Я присел на пол у ног Фолькера. И погладил его.
— Как поживает твой новый роман? — спросил он сверху.
— Каждая строчка дается мучительно.
— Как всегда.
— Что же делать?
— Продолжать. Давай мне читать новые страницы. Через два года у тебя будет хорошая, неоднозначная книжка.
Последняя фраза меня встревожила. Почему он не сказал, как уже не раз говорил в последние двадцать лет: «И тогда у нас будет хорошая, неоднозначная книжка»?
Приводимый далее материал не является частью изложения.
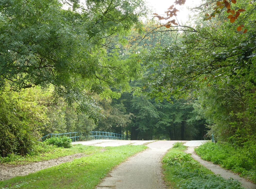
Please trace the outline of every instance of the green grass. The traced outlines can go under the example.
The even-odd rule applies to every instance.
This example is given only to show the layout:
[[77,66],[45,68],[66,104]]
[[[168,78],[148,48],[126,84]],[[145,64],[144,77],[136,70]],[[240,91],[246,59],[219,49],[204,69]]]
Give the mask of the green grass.
[[207,142],[195,149],[204,160],[218,164],[256,183],[256,144],[243,147],[230,144]]
[[94,188],[113,168],[146,148],[144,146],[106,147],[104,151],[0,182],[0,188]]
[[184,146],[170,149],[163,158],[164,179],[172,188],[243,188],[237,181],[214,174],[183,151]]
[[[45,151],[46,151],[44,153],[37,153],[35,155],[33,155],[28,154],[25,157],[14,155],[8,160],[9,161],[6,161],[6,159],[3,159],[3,161],[2,161],[3,163],[6,163],[8,164],[24,164],[31,162],[56,159],[60,157],[78,153],[88,155],[99,151],[102,148],[101,147],[87,146],[81,144],[74,145],[69,148],[57,147],[56,146],[50,145],[44,149]],[[5,160],[5,162],[4,161]]]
Я принес ему бокал вина, а себе — минералки.
— В декабре я поеду с тобой в Бергамо, — сказал я.
— Да, там у нас будет больше покоя.
— Я бы охотно остался еще на денек у озера Комо.
— Посмотрим.
Что наша неразлучность когда-нибудь кончится, было непредставимо. Лиза, у которой он меня выторговал, вспышки ревности, концерт цикад на террасе мадам Дортендеги в Андузе, измены, верность, жаркие споры об учреждении частных телеканалов, ночная расклейка афиш в Цвиккау, беспорядочное срастание друг с другом, потом — все более строгий жизненный распорядок, а под конец — даже разделение нашей пищи на соленую и несоленую. Такое из памяти не изгладится.
Мы обменялись какими-то соображениями о новостных кадрах на безголосом телеэкране.
— Завтра отошли письма. Этот подонок должен вернуть деньги. А на берлинскую выставку я поеду с тобой.
Он кивнул.
Я присел рядом с ним.
Над чем мы тогда смеялись, уже не помню.
Наконец я поднялся с ручки его кресла.
Взглянув на письменный стол, я заметил, что там опять лежит третья часть романной трилогии, с поправками Фолькера. Невенчанный король. Поезд оказался приятно пустым. Что необычно для воскресенья…
Он проводил меня до двери.
С лестницы я махнул ему рукой. Он, перегнувшись через перила, смотрел, как я спускаюсь.
Когда на следующее утро Фолькер не ответил на три телефонных звонка, я быстро накинул на себя что-то — и побежал.
Войдя в квартиру, я понял: здесь царит не покой, а зловещая тишина. Кнопка автоответчика мигала. Я уже догадывался, что случилось. Осторожно приоткрыл дверь в маленький коридор…
Он лежал на полу, мертвый.
Послесловие
Про Плешински я с самого начала все поняла. Однажды — я тогда работала в издательстве — ко мне пришли они оба, Ханс Плешински и Фолькер Кинниус; каждый держал в руке рукопись. И очень скоро я убедилась: Ханс Плешински — писатель. Не сомневалась я и в том, что он станет хорошим, выдающимся писателем, хотя в его первом романе имелись погрешности. Но с каждой новой книгой, которую он публиковал, мое первоначальное мнение все более укреплялось. Кинниус же представлялся мне скорее критиком-интеллектуалом; обширные знания и широкая образованность мешали ему писать легко и естественно: в романе Кинниуса и герой, и любое движение чувства не изображались, а становились предметом рефлексии, подвергались рационалистическому анализу. Ханс Плешински, конечно, тоже располагает огромным запасом знаний и пользуется этой кладовой, великодушно и щедро рассыпая почерпнутые оттуда сведения по страницам своих романов; но в том-то и дело, что у него получаются не педантичные комментарии, напоминающие выписки из энциклопедического словаря, а обо всем говорится как бы невзначай, все подчинено потоку повествования: мы видим искрящиеся экспромты, жемчужины его образованности.
Уже в первых его произведениях царила необузданная страсть к сочинительству, в сочетании со способностью все-таки подчинять себя дисциплине: чтобы страсть эта не вышла из берегов, чтобы ткань повествования не распалась. Каждый персонаж его книг, каждое место действия изображены живо и точно; тщательность обрисовки образов, соединяясь с наглядностью, порождает ощущение непосредственного присутствия этих людей и пространств рядом с нами, читателями.
Многокрасочность повествования совмещается с единством изображенного социального контекста и с «глобальностью» культурных притязаний автора. Именно благодаря тому, что все внимание сконцентрировано на одном персонаже, текст обретает качество транс-персональности и выходит за рамки описания какой-то конкретной ситуации — у Плешински, впрочем, всегда очень точного и детального.
Свойственной этому автору элегантности в повседневной жизни — а к числу жизненных ориентиров Плешински относятся Людовик XIV, король-солнце, и Сен-Симон, ученый историограф, человек универсальной культуры — соответствует элегантность писательского почерка, которая особенно впечатляюще проявилась именно в книге «Портрет Невидимого». Повествование здесь никогда не становится поверхностно-плоским или, напротив, рассчитанным лишь на литературных гурманов — оно вдохновляется мыслью о высоком предназначении литературы.